LEUKEMIAS DR BANSURI

Overview of Leukemias

Definition: Disorders characterized by accumulation of malignant white cells in the bone marrow and blood.

Types: Classified based on cell lineage and clinical course:

  • Acute: Rapid onset, aggressive.

  • Chronic: Insidious onset, less aggressive.

  • Lineage: Lymphoid or Myeloid.

Classification of Leukemias

Major Categories:

  • Myeloid (Acute/Chronic)

  • Lymphoid (Acute/Chronic)

  • Mixed lineage leukemias.

Acute vs Chronic Leukemia

Acute Leukemia

  • Characteristics: Rapid onset; aggressive, mostly poorly differentiated cells (> 20% blasts).

  • Examples: Acute Myeloid Leukemia (AML), Acute Lymphoblastic Leukemia (ALL).

Chronic Leukemia

  • Characteristics: Insidious onset; less aggressive with mature, differentiated cells.

  • Examples: Chronic Myeloid Leukemia (CML), Chronic Lymphocytic Leukemia (CLL).

Causes of Leukemia

Somatic Mutations: Activation of oncogenes and/or inactivation of tumor suppressor genes. Risk Factors:

  • Ionizing radiation.

  • Viruses: e.g., Human T-lymphotropic virus (HTLV-1).

  • Chemicals: Benzene, chemotherapy agents.

  • Smoking: Slight increase in incidence.

  • Genetic predisposition: e.g., Down syndrome, Fanconi anemia.

Hematopoiesis and Cell Lineages

Hematopoietic Stem Cell differentiates into:

  • Myeloid Line: Red Blood Cells, Granulocytes (Neutrophils, Eosinophils, Basophils), Monocytes, Platelets.

  • Lymphoid Line: B-lymphocytes and T-lymphocytes.

Pathophysiology of Acute Leukemias

  • Aggressive Disease: Malignant transformation in hemopoietic stem cells or early progenitors.

  • Genetic Abnormalities: Leads to increased proliferation, reduced apoptosis, and accumulation of blast cells.

Characterization

  • Blast Count: >20% in bone marrow indicates leukemia.

  • Diagnosis Techniques: Morphology, cytochemistry, immunophenotyping, and cytogenetics.

Etiology of Acute Leukemias

Inherited Factors: Increased incidence in genetic disorders (e.g., Down syndrome 20-30 fold, Fanconi anemia). Environmental Influences:

  • Chemicals: Benzene linked to bone marrow issues.

  • Drugs and Radiation: Alkylating agents and epipodophyllotoxins.

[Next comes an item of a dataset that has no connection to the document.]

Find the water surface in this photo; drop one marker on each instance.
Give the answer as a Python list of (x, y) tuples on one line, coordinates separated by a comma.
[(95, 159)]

Classification of Acute Myeloid Leukemias (AML)

FAB Classification:

  • M0: Undifferentiated

  • M1: Without maturation

  • M2: With maturation; t(8;21)

  • M3: Acute promyelocytic; t(15;17)

  • M4: Myelomonocytic; inv(16)

  • M5: Monoblastic

  • M6: Erythroleukemia

  • M7: Megakaryoblastic

Diagnosis of AML

  • Diagnostic Studies: CBC for anemia/thrombocytopenia, coagulation studies for AML M3 (DIC), bone marrow examination (>20% blasts), cytogenetics for mutations.

Key Morphological Features

  • Myeloblasts: Delicate nucleus, purplish-red staining, moderate cytoplasm.

  • Auer Rods: Definitive evidence of AML.

Clinical Presentation of Leukemia

Common Symptoms:

  • Systemic: Weight loss, fever, fatigue, frequent infections.

  • Lymphoid: Swelling of lymph nodes, splenomegaly, hepatomegaly.

  • Hematological: Anemia, bruising, bleeding.

Prognosis for AML

Favorable Factors: Younger age (<60), high WBC counts, specific chromosomal abnormalities (e.g., del(5), del(7)).

Summary of Acute and Chronic Leukemias

  • Acute Leukemias: Clonal disorders; mutations in oncogenes are common.

  • Chronic Myeloid Leukemia: Characterized by Philadelphia chromosome; often asymptomatic early on.

  • Diagnosis: Relies on lab findings and genetic analysis to dictate treatment and prognosis.

Note: Continue exploring hematological disorders as knowledge evolves.